“Intriguing is the mechanism of Karms” say the knowledgeable.  In spite of a little better understanding of karms through my personal experience, I also don’t have an exhaustive understanding of the intricacies, which govern them. Even on the hard ground of science the subject has a weak standing. We have, till date, nothing except a single photograph to give some insight into the problem.

My first fascination about karms was in a travelogue by Shastri (1). During 1940 he traveled from Karachi to Baluchistan in Pakistan on foot along with a group of pilgrims bound for the shrine of Hinglaj.

 There is a customary ritual before reaching the shrine. Every pilgrim has to confess his sins and ask for atonement from a presiding deity Chandrakoop.  During one such confession Hansubhai, a male pilgrim, started in feminine voice suddenly “He destroyed my virginity and, in shame, I plunged into water, ending my life.” The feminine voice requested the deity to kill him. The person confessed his sin subsequently. My attention in the affair was on the likely mechanism by which a female soul, leaving the body long ago due to death, forced her killer to confess his sins in public. Unless the soul was sticking somehow to the person for several years, such an event was unlikely. However, we have already seen that most souls are re-born within ten years and continue their life with a new body. Accordingly, there has to be some other method for communication and execution of karms and  such sins.

After over thirty years, I felt somewhat nearer to solution of the   problem while dealing with delicate re-incarnation of Anarkali. She too   made a very similar demand during my meditation “Kill him! He had ordered my burial while I was still breathing”. It was clear that Anarkali, buried alive in the Red Fort of Delhi about 400 years ago, has a living reincarnation now by the name of Amrasha. The bhavaschet of Anarkali could be in communication with soul of Amrasha and the latter is in my contact. The communication route of Anarkali’s wish is obvious. However, in the travelogue of Hinglaj, there was no such person where the soul of the raped girl could have taken refuge and communicated her agony through Hansubhai. The rapist had carried the record of his black act though his own bhavaschet – the feeling and emotion apparatus. The bhavaschet of the dead girl remained connected with the bhavaschet of the man for his whole life till her revenge was over.  He remained bonded and carried the sin of rape and murder on his soul till confession.

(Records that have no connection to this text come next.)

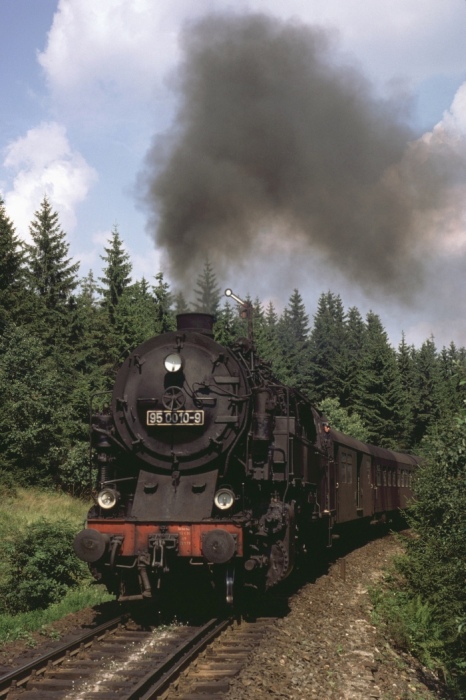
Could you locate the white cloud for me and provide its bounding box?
[38,0,466,123]
[38,0,189,117]
[3,122,97,240]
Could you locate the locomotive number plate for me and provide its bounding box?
[146,410,204,425]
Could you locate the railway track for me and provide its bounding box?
[0,618,273,700]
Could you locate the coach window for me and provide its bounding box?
[346,455,353,484]
[340,452,346,484]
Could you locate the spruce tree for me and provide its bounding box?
[396,333,417,449]
[194,259,221,316]
[153,272,176,333]
[413,338,450,444]
[354,311,405,448]
[25,197,79,342]
[277,289,312,396]
[340,306,367,411]
[99,226,133,324]
[173,292,190,316]
[0,196,26,332]
[309,291,346,403]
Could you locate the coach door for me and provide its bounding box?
[337,447,357,522]
[358,454,373,516]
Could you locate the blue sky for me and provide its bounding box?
[0,0,466,346]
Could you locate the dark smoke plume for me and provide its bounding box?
[143,15,464,298]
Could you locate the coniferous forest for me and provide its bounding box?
[0,198,466,691]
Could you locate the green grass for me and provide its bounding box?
[0,585,114,646]
[0,488,113,643]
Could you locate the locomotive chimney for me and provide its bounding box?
[176,313,215,337]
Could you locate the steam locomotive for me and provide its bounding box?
[74,290,417,604]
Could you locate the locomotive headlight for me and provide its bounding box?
[163,352,183,372]
[214,489,235,510]
[97,489,120,510]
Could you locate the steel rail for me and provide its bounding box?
[130,617,234,700]
[0,615,126,697]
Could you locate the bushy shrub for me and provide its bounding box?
[0,520,87,613]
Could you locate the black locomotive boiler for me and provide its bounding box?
[74,295,417,603]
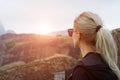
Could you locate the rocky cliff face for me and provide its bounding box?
[0,23,5,35]
[0,34,79,65]
[0,55,76,80]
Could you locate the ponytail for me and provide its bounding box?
[96,28,120,80]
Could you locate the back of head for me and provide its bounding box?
[74,12,120,80]
[74,12,103,45]
[112,28,120,68]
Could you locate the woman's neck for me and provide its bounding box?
[80,43,96,57]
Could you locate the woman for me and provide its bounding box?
[65,12,120,80]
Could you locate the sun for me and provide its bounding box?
[39,24,51,34]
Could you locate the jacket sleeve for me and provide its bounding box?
[72,67,88,80]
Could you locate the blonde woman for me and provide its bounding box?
[65,12,120,80]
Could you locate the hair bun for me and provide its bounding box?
[96,25,102,32]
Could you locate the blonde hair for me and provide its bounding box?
[74,12,120,80]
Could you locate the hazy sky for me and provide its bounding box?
[0,0,120,34]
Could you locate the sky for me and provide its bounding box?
[0,0,120,34]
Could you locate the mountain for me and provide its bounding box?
[5,30,15,34]
[0,55,77,80]
[49,30,68,36]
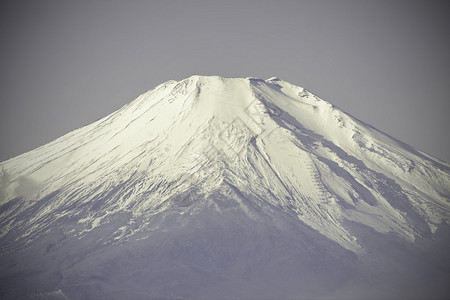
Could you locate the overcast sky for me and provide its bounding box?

When the pilgrim was commanded to accept his sins, his manaschet commanded his bhavaschet for acceptance of sins but the ego of the personality overruled confession. The connected bhavaschet of the raped and dead lady was actuated at this point and there was a return command from her bhavaschet.  She   possessed the mind of her killer and then spoke of his actions in her own feminine voice.

 It is hard to run out of sins, the above transaction shows. The case history also suggests a perennial connectivity of ones bhavaschet or kamaschet with the other till the fulfillment of   karms in the present life. My own sins of killing the Buddhist queen were hanging upon me, the same way as that of the rapist, for nearly a thousand and two hundred years, till I kneeled down before the Khasi queen at Isamati and she pushed her dagger in my chest on 16 January  ’89 in retribution. Between her death and my present life, I have had several reincarnations but could not erase my dark act of killing an individual through mantras.